Plans for new Liverpool cruise liner terminal could be submitted in the end of the year.
Liverpool Mayor Joe Anderson described the terminal as key development for the city but would be threatened if the city complied with UNESCO request to suspend developments in the city centre.
A meeting of the world heritage body last week recommended placing a two-year moratorium on any new development in the city’s World Heritage site and “buffer zone” - effectively the city centre.
UNESCO warned that failure to comply with the recommendation could result in Liverpool’s waterfront losing its much-prized World Heritage status, which it secured in 2004.
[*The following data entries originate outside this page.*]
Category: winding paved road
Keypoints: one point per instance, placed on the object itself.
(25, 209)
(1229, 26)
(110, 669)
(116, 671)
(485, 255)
But at a meeting of the city’s full council Mayor Anderson reiterated his refusal to go along with the request, repeating his view that the heritage status must not “stifle” growth in the city. Mayor Anderson said:
“By the end of the year we will have submitted planning application for a new cruise liner terminal, that will go ahead by the end of the year.
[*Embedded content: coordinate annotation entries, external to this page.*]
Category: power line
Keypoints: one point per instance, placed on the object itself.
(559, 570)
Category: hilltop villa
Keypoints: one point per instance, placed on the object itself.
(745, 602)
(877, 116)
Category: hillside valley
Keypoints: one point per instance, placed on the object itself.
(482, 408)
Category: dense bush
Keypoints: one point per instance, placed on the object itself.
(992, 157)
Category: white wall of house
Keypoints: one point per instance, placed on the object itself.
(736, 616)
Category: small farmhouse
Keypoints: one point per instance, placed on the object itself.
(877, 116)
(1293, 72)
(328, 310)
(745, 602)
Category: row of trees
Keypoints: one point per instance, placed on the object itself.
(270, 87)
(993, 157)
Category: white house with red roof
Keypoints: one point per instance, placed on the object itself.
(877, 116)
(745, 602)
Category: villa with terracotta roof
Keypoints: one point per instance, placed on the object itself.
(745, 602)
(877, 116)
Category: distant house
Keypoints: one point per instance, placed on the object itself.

“If we were to comply with the UNESCO request we could not do that.”
The mayor also highlighted the plans for a new Liverpool to New York transatlantic route by Cunard. Earlier this year, Liverpool City Council identified the former Princes Jetty at Princes Parade, near The Malmasion Hotel as its preferred location.
Mayor Anderson said the council is “in the process of drafting a response” to the UNESCO moratorium request. He said:
“The response will be along the lines that our city cannot and will not follow a recommendation that puts a halt on development across the city.
“It’s important that our city moves forward and meet requirements that are not laid down by UNESCO but by the people of our city in protecting buildings as best we can.”
He said the city had already added extra buildings to the register of those at risk and has a strong track record in protecting its heritage.